The Benefits Crystal Ball
by Beatrice Hogg
I should have consulted a clairvoyant before I went to the New Employee Orientation. The last time I started a government job, I was nine years younger than I am now, pre-menopausal, and assuming that my best years were still in the future. I never read the details of the benefit options; I signed up for the cheapest or whichever health plan had offices closest to my apartment.
Now, with only about a dozen working years left, I have to read the fine print and plan for my future decrepitude. What benefits do I really need? Am I going to live a long, healthy life with all of my faculties intact — or am I living on borrowed time? I regret that I have to give up my youthful retirement plans of winning the Super Lotto or marrying a rich rock star. Alas, no one is going to take care of me in my dotage.
First, I need to select a health plan. I would like to return to my former HMO, but of course, it’s not that easy. Do I want the traditional plan, with deductions taken out of each paycheck and a standard fee for visits and prescriptions, or do I want to pay as I go, with no payroll deductions, knowing that I have to pay $1,500 out of my pocket before the coverage starts?
If I were younger, I would go with the second plan, as I have never been an inpatient in a hospital, other than being born in one. But it is highly unlikely that I will ever have an extra $1,500 in my bank account. And who wants to pay $794 for a colonoscopy? I can get a health savings account, setting money aside for future medical costs. Or I can get a flexible spending account for general health care costs or only dental and vision costs. I sure would like to have straight teeth before I meet my Maker.
What about life insurance? My job will give my beneficiary $15,000 if I kick the bucket while employed. I can increase the amount by adding money, without a medical exam, so that my beneficiary can afford a down payment on a house, where they can keep my ashes on the mantel above the fireplace. But I can’t increase the coverage later if I develop a preexisting condition, so I would have to do it now.
I can also get lump sum critical illness life insurance, so if I have a heart attack, full benefit cancer, a major organ transplant, kidney failure or a stroke, I can get a minimum of $10,000 to pay my bills, establish a trust, or hire handsome young men to keep me company until my demise or the money runs out.
I better decide on that one soon too, as the cost of the coverage goes up by $2 in the next year, when I enter the oldest age bracket. But do I want to pay $100 a month for something that I might never use? My mother died of heart disease and my sister died of cancer — there’s that to consider.

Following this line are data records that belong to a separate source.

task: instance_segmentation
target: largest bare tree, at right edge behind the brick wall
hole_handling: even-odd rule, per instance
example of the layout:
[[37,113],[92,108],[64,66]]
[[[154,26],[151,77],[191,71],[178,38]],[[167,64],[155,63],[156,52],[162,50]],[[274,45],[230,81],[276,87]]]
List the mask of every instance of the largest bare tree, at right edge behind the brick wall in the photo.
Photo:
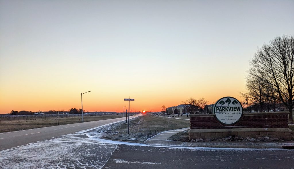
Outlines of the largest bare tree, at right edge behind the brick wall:
[[293,123],[294,37],[278,36],[258,48],[250,65],[250,76],[264,80],[278,93],[289,109],[289,122]]

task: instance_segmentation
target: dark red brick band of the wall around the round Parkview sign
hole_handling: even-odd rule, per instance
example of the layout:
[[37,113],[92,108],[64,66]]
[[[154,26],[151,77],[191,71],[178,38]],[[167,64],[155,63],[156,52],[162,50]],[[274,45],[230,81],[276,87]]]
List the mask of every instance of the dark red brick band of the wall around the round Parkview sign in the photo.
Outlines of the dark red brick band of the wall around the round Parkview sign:
[[235,124],[222,124],[214,114],[191,114],[190,129],[289,128],[288,113],[243,113]]

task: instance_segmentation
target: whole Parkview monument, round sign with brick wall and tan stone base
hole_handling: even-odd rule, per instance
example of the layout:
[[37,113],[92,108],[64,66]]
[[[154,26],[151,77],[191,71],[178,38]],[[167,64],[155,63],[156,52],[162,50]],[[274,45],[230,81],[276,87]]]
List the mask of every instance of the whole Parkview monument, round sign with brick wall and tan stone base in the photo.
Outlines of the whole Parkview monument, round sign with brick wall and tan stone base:
[[223,97],[214,104],[213,114],[190,114],[189,139],[269,136],[290,140],[288,114],[243,113],[237,99]]

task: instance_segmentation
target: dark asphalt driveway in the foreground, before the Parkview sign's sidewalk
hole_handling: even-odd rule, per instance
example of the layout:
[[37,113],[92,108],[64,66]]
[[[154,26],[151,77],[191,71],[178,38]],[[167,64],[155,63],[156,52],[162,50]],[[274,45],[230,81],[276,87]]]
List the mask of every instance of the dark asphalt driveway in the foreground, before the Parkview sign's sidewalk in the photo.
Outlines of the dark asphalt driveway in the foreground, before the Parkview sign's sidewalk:
[[294,151],[246,149],[183,149],[119,144],[103,169],[111,168],[294,168]]

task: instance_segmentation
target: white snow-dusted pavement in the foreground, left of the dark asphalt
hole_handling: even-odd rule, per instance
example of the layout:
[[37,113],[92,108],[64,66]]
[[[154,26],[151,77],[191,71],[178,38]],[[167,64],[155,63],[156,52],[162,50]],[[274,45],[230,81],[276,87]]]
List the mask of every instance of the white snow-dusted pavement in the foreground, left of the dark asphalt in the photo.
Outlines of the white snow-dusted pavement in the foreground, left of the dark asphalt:
[[1,168],[102,168],[116,144],[69,134],[1,151]]

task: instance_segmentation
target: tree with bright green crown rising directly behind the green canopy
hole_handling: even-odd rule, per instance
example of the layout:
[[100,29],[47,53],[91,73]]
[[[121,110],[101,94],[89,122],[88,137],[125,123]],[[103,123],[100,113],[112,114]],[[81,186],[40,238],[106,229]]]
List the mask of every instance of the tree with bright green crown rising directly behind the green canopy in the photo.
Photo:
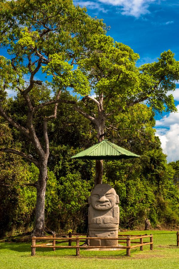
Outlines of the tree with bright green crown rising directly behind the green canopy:
[[[74,109],[96,127],[98,142],[104,139],[106,129],[115,129],[115,122],[131,106],[146,101],[155,111],[176,111],[169,91],[175,90],[179,80],[179,62],[174,54],[164,51],[157,62],[139,68],[139,55],[122,43],[106,35],[94,34],[88,42],[91,54],[78,59],[78,68],[68,74],[67,86],[83,97]],[[48,74],[59,77],[57,57],[51,55],[46,67]],[[52,80],[56,87],[59,79]],[[102,183],[103,161],[96,161],[95,184]]]

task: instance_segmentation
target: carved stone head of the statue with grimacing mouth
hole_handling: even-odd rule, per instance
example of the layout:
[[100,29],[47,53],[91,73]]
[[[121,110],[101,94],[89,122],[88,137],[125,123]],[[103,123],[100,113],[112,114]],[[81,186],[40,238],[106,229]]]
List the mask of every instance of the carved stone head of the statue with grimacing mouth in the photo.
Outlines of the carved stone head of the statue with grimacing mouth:
[[108,184],[98,184],[91,192],[89,204],[96,210],[109,210],[119,204],[119,196]]

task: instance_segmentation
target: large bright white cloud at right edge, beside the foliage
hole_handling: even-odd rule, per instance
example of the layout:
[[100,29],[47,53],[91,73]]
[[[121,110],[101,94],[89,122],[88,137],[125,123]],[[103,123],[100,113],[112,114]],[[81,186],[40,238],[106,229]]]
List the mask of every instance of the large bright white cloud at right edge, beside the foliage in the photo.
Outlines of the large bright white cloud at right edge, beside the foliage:
[[163,152],[168,162],[179,160],[179,105],[177,113],[170,113],[161,120],[156,120],[156,135],[159,136]]

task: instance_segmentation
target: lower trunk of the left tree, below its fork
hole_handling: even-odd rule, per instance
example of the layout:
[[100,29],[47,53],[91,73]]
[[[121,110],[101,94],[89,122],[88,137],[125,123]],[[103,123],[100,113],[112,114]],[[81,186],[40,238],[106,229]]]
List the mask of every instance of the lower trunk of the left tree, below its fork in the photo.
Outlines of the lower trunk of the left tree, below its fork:
[[47,183],[47,162],[43,163],[39,171],[39,179],[37,182],[37,199],[36,199],[36,215],[35,225],[32,232],[33,236],[45,235],[45,191]]

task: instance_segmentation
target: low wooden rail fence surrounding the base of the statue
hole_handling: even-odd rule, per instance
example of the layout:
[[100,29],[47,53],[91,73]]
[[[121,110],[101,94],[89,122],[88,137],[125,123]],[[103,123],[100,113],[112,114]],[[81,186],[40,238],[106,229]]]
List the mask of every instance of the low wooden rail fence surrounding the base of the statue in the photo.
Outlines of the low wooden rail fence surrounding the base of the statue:
[[[73,234],[75,235],[75,234]],[[131,249],[140,247],[140,250],[143,250],[143,246],[150,245],[150,249],[153,250],[153,235],[119,235],[117,238],[110,238],[110,237],[79,237],[79,235],[82,234],[76,234],[78,236],[72,237],[72,234],[70,234],[69,237],[57,237],[56,234],[52,236],[45,236],[45,237],[32,237],[32,245],[31,245],[31,255],[35,256],[35,249],[36,247],[48,247],[55,250],[56,248],[75,248],[76,249],[76,256],[80,255],[80,249],[92,249],[92,248],[117,248],[117,249],[126,249],[126,255],[130,256]],[[65,236],[65,235],[64,235]],[[150,242],[143,242],[144,238],[150,238]],[[65,239],[65,240],[64,240]],[[100,239],[100,240],[118,240],[118,243],[126,244],[126,246],[80,246],[80,242],[85,242],[86,239]],[[140,242],[133,242],[135,239],[140,239]],[[52,243],[43,243],[43,244],[37,244],[36,240],[53,240]],[[60,241],[60,242],[57,242]],[[62,242],[68,242],[68,246],[57,246],[58,243]],[[76,242],[75,246],[71,245],[71,242]],[[131,244],[134,244],[131,246]]]

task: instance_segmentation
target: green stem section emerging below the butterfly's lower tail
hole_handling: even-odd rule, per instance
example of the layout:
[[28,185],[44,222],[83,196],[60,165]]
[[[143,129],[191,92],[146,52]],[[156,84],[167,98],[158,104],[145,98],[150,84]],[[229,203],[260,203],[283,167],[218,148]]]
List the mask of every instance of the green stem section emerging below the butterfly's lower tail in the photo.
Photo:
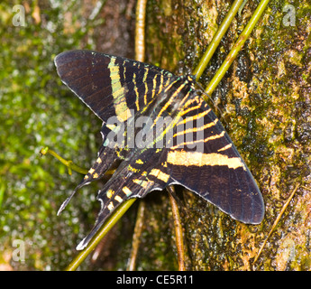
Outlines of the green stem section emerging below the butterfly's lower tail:
[[66,271],[75,271],[78,268],[78,266],[85,260],[88,254],[93,251],[100,240],[105,237],[105,234],[114,227],[114,224],[133,205],[135,200],[136,199],[126,200],[117,209],[114,210],[114,213],[110,216],[110,218],[105,221],[104,226],[100,229],[96,236],[91,239],[87,247],[74,258],[74,260],[66,268]]

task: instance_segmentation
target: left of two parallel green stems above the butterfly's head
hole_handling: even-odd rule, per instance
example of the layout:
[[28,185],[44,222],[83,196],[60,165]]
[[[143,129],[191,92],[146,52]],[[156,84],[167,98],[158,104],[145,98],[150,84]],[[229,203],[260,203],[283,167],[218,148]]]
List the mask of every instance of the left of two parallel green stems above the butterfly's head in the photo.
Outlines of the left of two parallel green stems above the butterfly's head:
[[200,62],[197,64],[196,69],[193,71],[193,74],[196,76],[196,79],[201,77],[203,71],[206,69],[208,62],[211,60],[216,48],[224,37],[224,33],[228,30],[230,24],[233,21],[233,17],[237,14],[240,6],[242,5],[243,0],[235,0],[231,6],[228,14],[224,17],[223,23],[219,26],[217,32],[215,33],[212,42],[209,43],[206,52],[201,58]]

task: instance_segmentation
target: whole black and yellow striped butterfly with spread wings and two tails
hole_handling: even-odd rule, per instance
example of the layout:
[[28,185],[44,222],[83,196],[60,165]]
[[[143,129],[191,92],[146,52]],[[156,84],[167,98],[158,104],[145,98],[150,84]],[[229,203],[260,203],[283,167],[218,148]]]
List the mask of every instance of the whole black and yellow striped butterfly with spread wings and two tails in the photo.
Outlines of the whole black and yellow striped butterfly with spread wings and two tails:
[[96,51],[63,52],[55,64],[62,81],[103,121],[104,143],[75,191],[121,161],[98,193],[95,227],[78,249],[124,200],[169,184],[196,192],[233,219],[261,222],[261,191],[193,76]]

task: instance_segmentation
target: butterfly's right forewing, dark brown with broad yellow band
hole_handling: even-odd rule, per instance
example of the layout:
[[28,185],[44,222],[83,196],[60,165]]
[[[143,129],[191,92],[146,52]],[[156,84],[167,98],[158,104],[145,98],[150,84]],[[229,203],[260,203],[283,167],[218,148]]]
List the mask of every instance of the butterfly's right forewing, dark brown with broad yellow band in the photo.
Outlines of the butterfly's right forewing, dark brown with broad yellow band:
[[[169,149],[173,182],[195,191],[234,219],[260,223],[264,212],[261,191],[224,126],[202,98],[192,98],[183,111],[181,122],[192,122],[192,127],[179,129],[185,141]],[[190,142],[188,134],[193,137]]]

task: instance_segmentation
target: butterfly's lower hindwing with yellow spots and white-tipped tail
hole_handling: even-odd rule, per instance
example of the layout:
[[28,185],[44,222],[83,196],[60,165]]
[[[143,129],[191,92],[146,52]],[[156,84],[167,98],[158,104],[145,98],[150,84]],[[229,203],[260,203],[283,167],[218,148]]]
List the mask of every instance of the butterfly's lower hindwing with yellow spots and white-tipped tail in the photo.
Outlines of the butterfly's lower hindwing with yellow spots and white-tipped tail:
[[[114,172],[114,175],[98,192],[97,200],[101,203],[96,224],[77,249],[83,249],[103,225],[105,219],[118,208],[123,201],[131,198],[142,198],[148,192],[162,190],[169,182],[169,174],[165,172],[166,154],[163,150],[153,148],[144,150],[141,154],[133,154],[123,161]],[[154,166],[150,165],[150,162]]]

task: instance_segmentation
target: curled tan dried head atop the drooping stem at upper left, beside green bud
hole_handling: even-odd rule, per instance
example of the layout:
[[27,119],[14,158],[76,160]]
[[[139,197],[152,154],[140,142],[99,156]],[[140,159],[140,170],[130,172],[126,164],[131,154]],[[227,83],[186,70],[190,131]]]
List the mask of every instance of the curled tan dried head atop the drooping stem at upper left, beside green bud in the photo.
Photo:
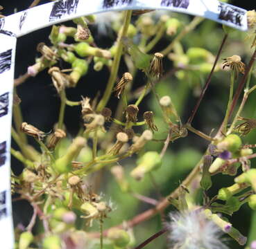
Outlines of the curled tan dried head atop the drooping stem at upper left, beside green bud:
[[66,86],[69,86],[69,76],[62,73],[57,66],[51,67],[48,73],[51,75],[51,80],[58,93],[65,89]]

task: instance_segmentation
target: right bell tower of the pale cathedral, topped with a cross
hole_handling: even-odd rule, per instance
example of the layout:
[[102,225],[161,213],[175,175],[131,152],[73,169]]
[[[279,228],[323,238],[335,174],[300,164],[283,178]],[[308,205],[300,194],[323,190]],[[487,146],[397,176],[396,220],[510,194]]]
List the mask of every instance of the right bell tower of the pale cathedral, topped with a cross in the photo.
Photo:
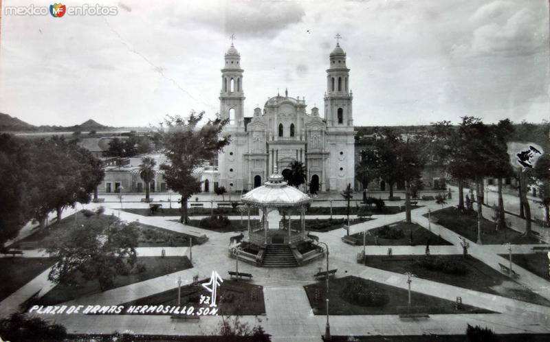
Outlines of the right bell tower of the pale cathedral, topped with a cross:
[[325,119],[328,128],[352,128],[353,95],[349,90],[349,69],[346,67],[346,53],[340,47],[342,36],[336,34],[337,43],[329,56],[327,69],[327,92],[325,93]]

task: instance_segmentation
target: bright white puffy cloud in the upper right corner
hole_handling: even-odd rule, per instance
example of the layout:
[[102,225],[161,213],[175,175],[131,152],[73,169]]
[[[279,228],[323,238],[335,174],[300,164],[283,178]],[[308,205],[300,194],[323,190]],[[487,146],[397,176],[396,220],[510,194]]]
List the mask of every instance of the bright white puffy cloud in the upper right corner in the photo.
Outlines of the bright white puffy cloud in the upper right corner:
[[[507,18],[498,23],[499,18]],[[474,29],[469,43],[452,46],[455,57],[525,56],[539,52],[547,41],[547,19],[528,8],[515,10],[512,5],[495,1],[478,8],[471,16]],[[493,20],[493,21],[492,21]],[[475,26],[474,26],[475,27]]]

There is also deferred compensation and the possibility of buying back previous government time so I only need to work for a few years to be vested in the retirement plan. But if I have all of these other benefits deducted, I won’t have any money left to purchase any previous service time. Whew! All of this is making my head spin! (Is that a pre-existing condition?) At least the Employee Assistance Program is free.
If I would opt to sign up for the maximum amount of every offered benefit, I would net less money than I received when I was on welfare; which is ironic because now I am working at the welfare office. I decided to sign up for the minimum benefits at this time — except for the insurance, as I would really like my beneficiary to have a nice house to remember me by. I have to save money to get my own place again while I’m still alive and get a car. For the other options, I’ll wait to see what shape I will be in next year at open enrollment time.
Where can I find a crystal ball?
Financial Graffiti is a column about middle age monetary misadventures — with a beat.